Вместе с подростками Вова несколько часов бродил по усадьбе, слушал и дополнял экскурсовода, активно фотографировал, записывая на диктофон, расспрашивал школьников о впечатлениях. Когда же всем дали 20 минут прогулки перед обратной дорогой, он, решив дать отдых ногам, присел на скамейке и вдруг заметил, что при таком послеполуденном солнце белый камень барского дома цветом своим удивительно напоминает мелкую гальку, которая покрывает самый желанный и самый далекий на свете пляж. Там нестерпимо жарко, но с моря набегает соленый ветер и заставляет придерживать соломенную шляпу. И вроде бы нет уже смысла шататься в поисках места получше – кругом хорошо, но и остановиться нет сил – что-то манит в длящемся, сколько есть взгляда, пейзаже, разделенном на берег и море. А вот и торговец холодным лимонадом, загорелый и любезный. А сколько интересного в чайках, важно оседлавших облепленные водорослями валуны. Но самое волнительное, что это не конец не последнего дня, что можно еще… Короче, проспал он той скамейке часа два.
Экскурсия, естественно, уехала без него. Обиженный, растерянный и смущенный он отправился домой своим ходом – выспросил номер маршрутки до вокзала, там сел на электричку и сорок минут в ней трясся, досадуя от своей рассеянности и неустроенности. Только на Белорусском вокзале, зайдя в туалет, он обнаружил, что на лбу у него красным маркером написано «Кот*», а на щеках нарисованы довольно длинные усы. Он, конечно, все это смыл (вернее, размазал по роже), но от статей на детские темы с тех пор стал уклоняться.

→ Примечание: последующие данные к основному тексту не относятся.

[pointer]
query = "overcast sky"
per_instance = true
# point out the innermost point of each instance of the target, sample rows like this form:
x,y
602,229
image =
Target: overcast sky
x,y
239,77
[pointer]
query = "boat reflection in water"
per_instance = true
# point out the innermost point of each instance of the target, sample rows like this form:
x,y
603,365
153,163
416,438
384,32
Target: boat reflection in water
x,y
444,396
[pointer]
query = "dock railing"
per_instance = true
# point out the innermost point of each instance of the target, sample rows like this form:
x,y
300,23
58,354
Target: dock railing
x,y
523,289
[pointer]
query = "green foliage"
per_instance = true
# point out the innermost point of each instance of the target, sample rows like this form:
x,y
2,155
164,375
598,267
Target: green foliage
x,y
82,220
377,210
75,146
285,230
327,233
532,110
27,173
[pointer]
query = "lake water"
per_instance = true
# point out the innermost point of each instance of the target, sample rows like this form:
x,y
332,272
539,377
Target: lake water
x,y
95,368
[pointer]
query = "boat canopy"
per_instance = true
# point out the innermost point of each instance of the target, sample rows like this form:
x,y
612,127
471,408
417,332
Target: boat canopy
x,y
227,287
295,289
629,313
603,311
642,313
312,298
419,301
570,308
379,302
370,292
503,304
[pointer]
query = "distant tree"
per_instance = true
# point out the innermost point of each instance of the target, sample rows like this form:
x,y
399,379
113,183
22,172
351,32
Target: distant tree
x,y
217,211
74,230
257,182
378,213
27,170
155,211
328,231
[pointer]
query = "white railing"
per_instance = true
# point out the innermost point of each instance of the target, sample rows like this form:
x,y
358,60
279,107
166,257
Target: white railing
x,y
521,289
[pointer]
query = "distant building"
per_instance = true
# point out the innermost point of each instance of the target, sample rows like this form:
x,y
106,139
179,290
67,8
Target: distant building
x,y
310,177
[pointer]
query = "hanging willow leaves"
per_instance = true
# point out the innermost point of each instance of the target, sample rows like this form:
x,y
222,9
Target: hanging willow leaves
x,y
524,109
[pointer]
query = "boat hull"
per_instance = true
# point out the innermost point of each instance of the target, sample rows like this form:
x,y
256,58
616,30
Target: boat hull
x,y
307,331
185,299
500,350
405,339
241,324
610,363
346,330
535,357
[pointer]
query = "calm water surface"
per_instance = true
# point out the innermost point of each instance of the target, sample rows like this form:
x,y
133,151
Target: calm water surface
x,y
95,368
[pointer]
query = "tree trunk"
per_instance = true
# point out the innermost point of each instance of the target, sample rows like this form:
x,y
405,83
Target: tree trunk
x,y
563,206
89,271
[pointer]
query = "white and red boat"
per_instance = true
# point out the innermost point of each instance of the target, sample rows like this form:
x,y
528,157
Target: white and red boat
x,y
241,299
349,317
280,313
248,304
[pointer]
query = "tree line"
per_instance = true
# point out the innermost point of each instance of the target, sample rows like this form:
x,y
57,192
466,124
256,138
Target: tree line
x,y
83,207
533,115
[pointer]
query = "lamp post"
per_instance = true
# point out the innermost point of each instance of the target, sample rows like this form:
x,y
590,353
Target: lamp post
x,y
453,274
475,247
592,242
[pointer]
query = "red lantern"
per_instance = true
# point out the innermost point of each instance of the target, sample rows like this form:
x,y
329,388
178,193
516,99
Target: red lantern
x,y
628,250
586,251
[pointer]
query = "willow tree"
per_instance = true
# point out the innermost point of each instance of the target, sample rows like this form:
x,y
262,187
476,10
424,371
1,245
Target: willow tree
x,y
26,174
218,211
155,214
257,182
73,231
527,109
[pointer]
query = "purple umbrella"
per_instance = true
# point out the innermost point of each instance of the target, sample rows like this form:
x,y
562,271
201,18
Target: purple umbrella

*конечно же там было написано «хуй», но кошачьи усы ему тоже зачем-то нарисовали.
Третья глава
Однажды у Габриеллы Алевтиновны случился запой. Не такой запой, который я описывал ранее – пару дней не просыхать – это ничего страшного, у всех бывало. В тот раз она реально ушла в автономку недели на три. Поначалу не отвечала на звонки, потом стала сама, вдрызг пьяная, названивать всем сотрудникам и рассказывать, что ее второй муж выгодно отличается от первого наличием криминального прошлого. Но где-то через неделю снова пропала, и связаться с ней уже было совсем невозможно. В чем уж там была причина, я не знаю, и вообще не уверен, что для запоя непременно нужны какие-то весомые оправдания, и я бы может вообще об этом не упоминал, да только именно в этот период в нашем маленьком и никому не нужном журнале появилась (и заняла позицию выпредактора) Ольга Гагарина.
Внешности она была вполне рядовой, во всяком случае, я не запомнил каких-то ярких черт – (невысокая, стандартной полноты, короткое каре, очки, любовь к цветочным орнаментам на жакетах), а вот ее голос с вечно сожалеющей интонацией помню четко. Журналистский опыт ее был бессистемен, но богат. В 90-е годы немного работала в редакции новостей на эстонском телевидении, потом редактировала «Молодежь Эстонии», выпускала какую-то заводскую многотиражку. И нигде, как мне кажется, не преуспела, поскольку сумела сохранить весьма туманное и наивное представление о профессии.
Ольга была негражданкой Эстонии и очень этого стеснялась, а потому преподносила как предмет гордости. Полагая (не без оснований), что этот факт возбуждает интерес окружающих. По моим наблюдениям интерес окружающих к ее статусу был в основном связан с вопросом наличия у нее разрешения на работу, она же была уверена, что все вокруг обеспокоены положением русскоязычного населения Прибалтики и спешила развенчать укорененные в сознании обывателей мифы.
– Так у вас, получается, гражданства нет? Ни российского, ни эстонского?